Le 19 octobre à 0h01
La justice européenne interdit de
breveter la destruction
d'embryons
La justice européenne a interdit mardi de breveter à des fins de recherche
scientifique un procédé utilisant un embryon humain et le détruisant, un arrêt
applaudi par l'Eglise catholique, critiqué par les chercheurs et qui aura des
conséquences pour l'industrie pharmaceutique du continent.
LUXEMBOURG (AFP) - La justice européenne a interdit mardi de breveter
à des fins de recherche scientifique un procédé utilisant un embryon
humain et le détruisant, un arrêt applaudi par l'Eglise catholique, critiqué
par les chercheurs et qui aura des conséquences pour l'industrie
pharmaceutique du continent.
La Cour de justice européenne a exclu toute possibilité de brevetabilité
dès lors que "le respect de la personne humaine pourrait en être affecté".
L'arrêt rendu prend position dans le débat sur le financement de la
recherche impliquant le prélèvement de cellules sur les embryons.
Il a été salué par les 23 évêques de la commission de l'épiscopat de la
communauté européenne (COMECE) comme "une interprétation juridique
claire de la notion d'embryon humain".
"Cet arrêt pourrait donner un nouvel élan à la recherche scientifique sur
des sources alternatives, jusqu'à présent restées dans l'ombre de la
recherche sur les cellules souches embryonnaires", ont-ils estimé.
Le chercheur Oliver Brüstle, de l'université de Bonn, dont le brevet a été
annulé, a en revanche condamné une "décision malheureuse".

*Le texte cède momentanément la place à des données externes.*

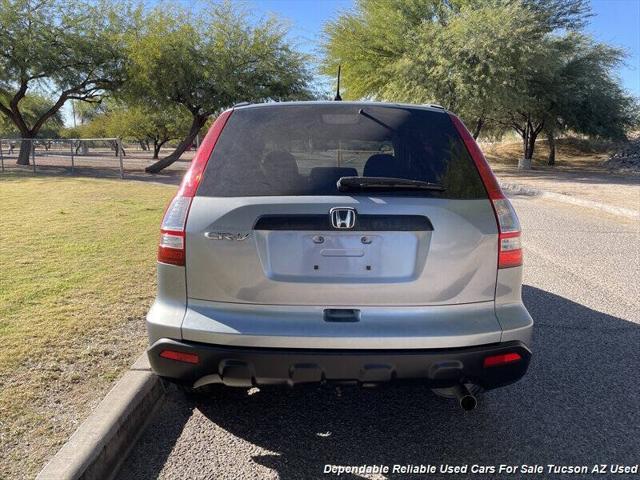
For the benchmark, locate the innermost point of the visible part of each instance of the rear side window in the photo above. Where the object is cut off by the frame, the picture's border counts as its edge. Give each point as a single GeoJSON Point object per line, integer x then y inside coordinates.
{"type": "Point", "coordinates": [305, 149]}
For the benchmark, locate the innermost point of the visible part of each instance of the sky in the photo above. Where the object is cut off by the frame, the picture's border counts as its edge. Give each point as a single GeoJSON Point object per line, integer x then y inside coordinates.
{"type": "Point", "coordinates": [616, 22]}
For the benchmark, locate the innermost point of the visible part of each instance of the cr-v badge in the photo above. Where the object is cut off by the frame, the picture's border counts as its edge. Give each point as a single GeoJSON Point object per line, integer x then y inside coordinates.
{"type": "Point", "coordinates": [227, 236]}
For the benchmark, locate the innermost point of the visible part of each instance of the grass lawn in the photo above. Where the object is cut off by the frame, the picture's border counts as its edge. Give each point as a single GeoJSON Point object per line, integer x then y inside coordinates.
{"type": "Point", "coordinates": [77, 274]}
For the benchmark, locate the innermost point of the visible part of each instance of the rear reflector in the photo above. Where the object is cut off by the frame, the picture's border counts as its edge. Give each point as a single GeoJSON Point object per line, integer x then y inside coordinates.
{"type": "Point", "coordinates": [180, 356]}
{"type": "Point", "coordinates": [503, 359]}
{"type": "Point", "coordinates": [509, 243]}
{"type": "Point", "coordinates": [171, 248]}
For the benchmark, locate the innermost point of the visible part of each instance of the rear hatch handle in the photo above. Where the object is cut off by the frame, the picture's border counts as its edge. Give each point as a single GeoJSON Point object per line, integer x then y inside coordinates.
{"type": "Point", "coordinates": [341, 315]}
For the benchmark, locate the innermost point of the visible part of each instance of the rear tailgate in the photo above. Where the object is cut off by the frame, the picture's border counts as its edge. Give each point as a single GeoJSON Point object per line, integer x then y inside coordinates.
{"type": "Point", "coordinates": [260, 228]}
{"type": "Point", "coordinates": [407, 251]}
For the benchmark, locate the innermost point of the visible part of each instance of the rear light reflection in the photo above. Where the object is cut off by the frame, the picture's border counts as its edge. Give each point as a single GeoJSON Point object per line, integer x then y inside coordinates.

"Elle efface d'un coup les fruits d'années de recherches transnationales
des chercheurs européens, et les abandonne aux mains de l'étranger non
européen", a-t-il déploré.
La juridiction de Luxembourg avait été saisie par la Cour fédérale de
justice en Allemagne sur l'interprétation de la notion d'embryon humain,
après l'annulation, à la demande de Greenpeace, d'un brevet portant sur
un procédé permettant d'obtenir des cellules dites précurseurs neurales, à
partir de cellules souches d'embryons humains et utilisées pour traiter des
maladies neurologiques.
Selon les juges, "doit être exclu de la brevetabilité un procédé qui, en
utilisant le prélèvement de cellules souches obtenues à partir d'un
embryon humain au stade du blastocyste, entraîne la destruction de
l'embryon".
"Ne pas exclure de la brevetabilité une telle invention revendiquée aurait
pour conséquence de permettre au demandeur d’un brevet d’éluder
l'interdiction de brevetabilité par une rédaction habile de la revendication",
ont souligné les juges.
Mais "l'utilisation à des fins thérapeutiques ou de diagnostic, applicable à
l'embryon humain et utile à celui-ci, peut faire l'objet d’un brevet", ont-ils
en revanche précisé.
La Cour cite comme exemples l’utilisation à des fins thérapeutiques ou de
diagnostic qui s’appliquent à l’embryon humain et lui sont utiles pour
corriger une malformation et améliorer ses chances de vie.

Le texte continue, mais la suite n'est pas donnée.